Adding a front porch on your house will not only give appeal, but will also create great space. There are lots of front porch roof ideas you can find. It may be simple pull-back awnings or a wooden roof. Most homeowners who prefer free standing porch roofs settle on roofed pergola structures. It is composed of vertical pillars that serve as the support for the roof. For those who wish to have a solid roof, a gazebo can be an ideal choice. If you are planning to spend most of your time relaxing on your front porch, screening can also be advisable.
If you have a ranch style house, some of these porch roof ideas might be considerable.
Ranch Home with Flat Roof design. A flat roof is the least expensive you can have. It may look so simple, but when combined with other facets of the porch, it will surely look amazing. A front porch might be placed in the center over the front door or to the left or right of the door.
Ranch home with Shed type of roof. A shed style of roof can make a seamless transition from the main house roof. You can locate this anywhere alongside the front of your house to give a different perspective. The staircase can also be placed in a different location to change the overall design of your porch.
Ranch home with gable roof. The slope and height of the gable will typically be determined by the main roof’s height and the porch width. The design can be adjusted, so the architectural requirements will be met. The specific location of the front roof porch can also create a difference in the overall design.
The gable design can also produce a heavy appearance. This would happen if the gable’s slope is steep, rather than lean. Note that a gable roof’s slope can also be designed to match a contemporary style. You can also prefer a rounded entryway to give a more open feel.
FRONT PORCH ROOF STYLES
Whether you are working with a covered back porch or a small front porch, choosing the right roofing style should also be considered with your decorative finishes. Consider your roofing style, while deciding what type of décor style and architectural theme you want to bring into your space. From a starkly traditional style to a modern one, the options for porch roofing styles are endless.

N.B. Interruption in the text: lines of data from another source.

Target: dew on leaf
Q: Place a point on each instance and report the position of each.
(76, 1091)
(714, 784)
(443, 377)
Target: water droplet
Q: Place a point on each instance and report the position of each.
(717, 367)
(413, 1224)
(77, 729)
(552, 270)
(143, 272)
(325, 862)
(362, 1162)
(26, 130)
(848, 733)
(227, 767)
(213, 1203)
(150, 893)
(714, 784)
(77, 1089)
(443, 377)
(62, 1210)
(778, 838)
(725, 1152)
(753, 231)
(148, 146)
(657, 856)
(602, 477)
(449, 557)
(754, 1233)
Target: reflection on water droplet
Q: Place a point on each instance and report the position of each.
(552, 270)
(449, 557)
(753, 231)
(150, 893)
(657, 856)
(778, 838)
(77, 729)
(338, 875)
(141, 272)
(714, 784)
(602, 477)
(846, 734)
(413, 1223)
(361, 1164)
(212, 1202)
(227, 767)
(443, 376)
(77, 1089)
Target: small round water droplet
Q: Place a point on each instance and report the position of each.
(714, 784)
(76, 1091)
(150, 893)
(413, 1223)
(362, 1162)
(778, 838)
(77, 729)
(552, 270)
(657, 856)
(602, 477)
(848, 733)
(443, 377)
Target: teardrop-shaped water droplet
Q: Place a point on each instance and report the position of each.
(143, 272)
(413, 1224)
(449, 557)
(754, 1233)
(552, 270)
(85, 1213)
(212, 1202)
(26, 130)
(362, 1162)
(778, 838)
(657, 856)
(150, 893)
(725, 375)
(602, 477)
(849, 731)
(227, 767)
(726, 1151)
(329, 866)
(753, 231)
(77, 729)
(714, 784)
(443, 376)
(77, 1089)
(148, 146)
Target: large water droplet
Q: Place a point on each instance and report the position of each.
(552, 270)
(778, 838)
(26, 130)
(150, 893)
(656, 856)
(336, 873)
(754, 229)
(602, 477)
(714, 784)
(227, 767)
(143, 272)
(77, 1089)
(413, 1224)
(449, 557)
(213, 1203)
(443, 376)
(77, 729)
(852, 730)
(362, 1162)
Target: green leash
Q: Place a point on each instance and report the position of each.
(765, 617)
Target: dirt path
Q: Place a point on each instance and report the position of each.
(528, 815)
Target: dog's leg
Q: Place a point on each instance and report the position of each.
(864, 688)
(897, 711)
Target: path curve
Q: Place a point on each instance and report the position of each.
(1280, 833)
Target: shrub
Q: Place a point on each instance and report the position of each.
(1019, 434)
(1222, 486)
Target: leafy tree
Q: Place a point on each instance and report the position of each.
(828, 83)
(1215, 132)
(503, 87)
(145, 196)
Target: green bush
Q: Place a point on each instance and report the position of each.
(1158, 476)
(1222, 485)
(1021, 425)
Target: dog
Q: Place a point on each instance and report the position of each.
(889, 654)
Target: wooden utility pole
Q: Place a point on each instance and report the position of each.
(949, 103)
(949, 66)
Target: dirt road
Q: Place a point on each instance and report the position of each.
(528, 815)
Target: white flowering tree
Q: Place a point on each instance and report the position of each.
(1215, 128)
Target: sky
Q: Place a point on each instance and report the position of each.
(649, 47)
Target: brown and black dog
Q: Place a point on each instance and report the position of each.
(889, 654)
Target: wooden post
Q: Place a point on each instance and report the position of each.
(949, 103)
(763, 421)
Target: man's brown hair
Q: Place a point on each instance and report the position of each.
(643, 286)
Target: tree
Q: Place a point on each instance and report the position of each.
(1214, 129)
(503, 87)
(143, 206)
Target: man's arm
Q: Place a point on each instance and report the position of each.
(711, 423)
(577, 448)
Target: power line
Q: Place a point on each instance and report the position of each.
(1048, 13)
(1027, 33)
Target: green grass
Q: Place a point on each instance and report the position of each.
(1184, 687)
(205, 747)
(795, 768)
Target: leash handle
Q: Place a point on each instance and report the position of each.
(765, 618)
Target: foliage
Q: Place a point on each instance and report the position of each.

The following are just some of the front porch roofing styles that are common in most households. Just be creative enough, and surely, the space will end up incredibly good.
Rustic Porch. It makes use of gable roof.
Veranda porch. It makes use of bay style, which is three-sided, framed against the exterior of a home. The ceiling will be flat bead board with crown molding. This will be constructed with fiber cement with arches that are custom fabricated, utilizing a PVC sheet.
Craftsman porch. Its features are similar to the veranda porch. The only difference is that it utilizes the shed style porch roof.
Tuscan Porch. It also utilizes bay style.
Traditional Porch. This style utilizes the flat roof created as a low pitch and is common in traditional architecture.
Remember, even the smallest details of your porch will contribute to the overall appearance of the place. Therefore, aside from determining the roofing style, it will also be vital to choose products and materials that will highlight the beauty of the space.
There are also open porch roof designs ideal for those who love outdoor retreats. You can comfortably enjoy activities and the ambiance of your backyard in the shade or out in the rain. There are many expert designers who can help you create and find the best open porch plan that matches the style and architecture of the home.
Take note there are many roof variations either for your front porch, open porch, or back porch. You can have a roof design that combines a mansard and shed roof. A flat porch with a flat roof will also look great in a bungalow with a common hip roof. A round porch roof also offers a sophisticated appeal.
Hopefully, you can see the roof design and the style’s impact to the overall look of your porch.